Fuente: kate_sept2004 / Getty

Eres menos paciente con uno de tus hijos

Los niños te pondrán a prueba y algunos tienen temperamentos que te pondrán de los nervios más que otros. Esto puede hacer que parezcas menos paciente con uno de tus hijos en comparación con los demás. También es posible que lo que funciona con un niño no funcione con el otro, lo que le hará sentirse frustrado y perder la calma más a menudo. Para equilibrar las cosas, ten en el bolsillo algunas estrategias disciplinarias y de comunicación que puedas utilizar en momentos especialmente difíciles.

Fuente: SDI Productions / Getty

Eres más duro con la disciplina según el hijo que tenga problemas

Algunos padres tienen fama de ser más duros con uno de sus hijos que con los demás. A menudo justifican su doble rasero utilizando el género o la edad de los niños. Para combatir esto, considere la posibilidad de crear una escala de consecuencias adecuada a la edad de cada niño que sea capaz de seguir de forma coherente. Esto puede hacerte más sensible a las disparidades disciplinarias.

Fuente: Iconic / Getty

Siempre estás buscando razones para dejar a un niño en casa

Obviamente, es mucho más fácil moverse con un niño que con varios. Incluso puede que tengas un hijo que se comporte mejor en público. Esto puede llevarle a buscar inconscientemente excusas para dejar a un hijo en casa. Desde muy pequeños, los niños captan esa sensación de ser dejados atrás y puede manifestarse de forma muy perjudicial.

Fuente: kate_sept2004 / Getty

No se espera que todos tus hijos hagan las tareas

Algunos padres son famosos por exigir a sus hijas que hagan las tareas domésticas mientras permiten que sus hijos salgan impunes. Esto es a menudo el resultado de la suscripción a los roles tradicionales de género y los padres argumentarán que simplemente están preparando a sus hijas para la vida, pero es definitivamente una forma de favoritismo.

De manera similar, obligar a un niño a hacer más limpieza en el hogar porque el otro está involucrado en más extracurriculares también es desequilibrado y puede conducir a un resentimiento albergado.

Fuente: SDI Productions / Getty

Se queja con frecuencia de un hijo al otro

Aunque no es raro que un padre se desahogue con sus hijos sobre sus hermanos de vez en cuando, quejarse con frecuencia de un hijo al otro es perjudicial para ambos. Puede colocar al niño que hace la escucha en una posición incómoda, a la vez que crea una brecha entre los hermanos. En un momento u otro, esos pensamientos que ha expresado volverán a su otro hijo.
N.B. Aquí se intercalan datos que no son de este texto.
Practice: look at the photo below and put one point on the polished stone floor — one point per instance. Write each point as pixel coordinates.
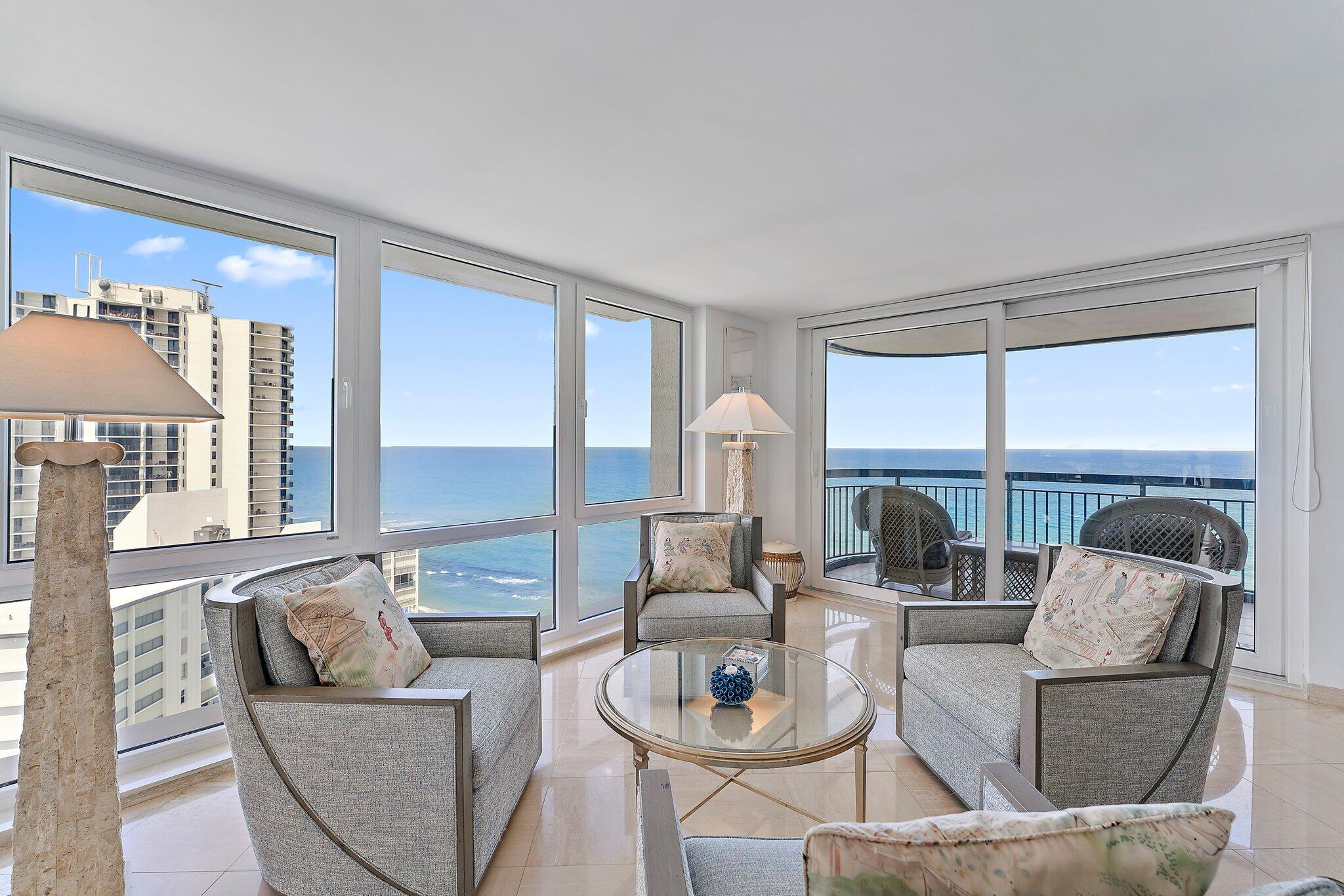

Fuente: Patra Kongsirimongkolchai / EyeEm / Getty

Comparas a tus hijos entre sí

Es natural que los padres comparen a sus hijos de vez en cuando, pero las comparaciones se vuelven poco saludables cuando son frecuentes y de carácter negativo. «¿Por qué no puedes ser más como fulano?» son palabras que un padre nunca debería pronunciar a su hijo. Si hay un rasgo en un niño que le gustaría inculcar a otro, pruebe con la narración positiva.